Keeping AirTran flying on its own would run counter to the goal of folding the discount carrier into Southwest, the biggest low-fare airline. Dallas-based Southwest paid $1 billion in cash and stock in May to buy AirTran, winning access to fly into Atlanta, home of the world’s busiest airport.

“I’m sure that’s not what management planned when they acquired AirTran,” said Hunter Keay, a Wolfe Trahan & Co. analyst in New York who recommends holding Southwest. “It probably is to some degree a negotiating tactic.”

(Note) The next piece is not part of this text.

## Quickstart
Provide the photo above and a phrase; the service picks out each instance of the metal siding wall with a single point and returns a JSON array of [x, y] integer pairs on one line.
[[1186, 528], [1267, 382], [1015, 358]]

Pilots’ approval of one seniority list would give Southwest a timeline to blend workforces and fleets, and set union members’ rankings for pay, schedules and the types of jets they fly. For AirTran pilots, ratification will mean “certainty of integration,” Southwest said in a Sept. 22 letter to union members.

Staying Flexible

Southwest has met with pilots to explain “what that vote is and what it does,” Beth Harbin, an airline spokeswoman, said in an interview today. “Absent approval, we have to think about, ‘Where is the flexibility?’”

Harbin declined to discuss the AirTran union summary or what options Southwest would consider if pilots don’t accept the new seniority agreement.

“I’m certainly not going to go into any detail about what that flexibility is,” Harbin said. “Our focus is going to be on getting the deal with the pilots done quickly because that really does set a good momentum for the rest of the integration.”

Jim Morris, a spokesman for the Air Line Pilots Association at AirTran, declined to comment, as did Jacob North, a spokesman for the Southwest Airlines Pilots’ Association. AirTran has about 1,700 pilots, while Southwest has more than 6,000.

Southwest rose 2.3 percent to $8.15 today in New York trading. The stock has fallen 37 percent this year for the third-worst decline among 10 carriers in the Bloomberg U.S. Airlines Index.

Pilot Balloting

The seniority agreement now being voted on by pilots was crafted after AirTran’s union decided against sending the original version to rank-and-file members. Under the new plan, current Southwest pilots’ seniority rights would be protected, and AirTran pilots would get pay raises.

“The company believes this proposal strongly merits your support,” Southwest said in the Sept. 22 letter.

If the ratification vote falls short, Southwest executives have developed “Plan B” as a contingency, according to the AirTran union summary. Details of that strategy were completed on Sept. 20, the summary said.

“Plan B calls for AAI and SWA to remain separate and unintegrated,” according to the summary, using abbreviations for AirTran and Southwest.

Savings, Revenue

A stand-alone AirTran would provide the same savings and revenue benefits because it would keep collecting $200 million a year in fees for checked bags, and AirTran’s Boeing Co. 717s wouldn’t be blended into Southwest’s fleet, the summary said. Southwest flies only Boeing 737s.

“It’s certainly a valid strategy,” Keay, the Wolfe Trahan analyst, said in an interview.

Southwest has said it expects that full integration of the airlines would take about two years after receiving regulatory approval to operate as a single carrier in 2012’s first quarter. Pilots’ failure to agree on an integration plan can scuttle mergers or keep airlines from operating as a single carrier after a tie-up.

Southwest’s 2009 bid for Frontier Airlines Holdings Inc. faltered when the carriers’ pilots couldn’t agree on seniority. US Airways Group Inc. pilots are still feuding over seniority after the carrier’s creation in the 2005 merger of its namesake predecessor and America West Holdings Corp., forcing management to follow separate work agreements with two unions.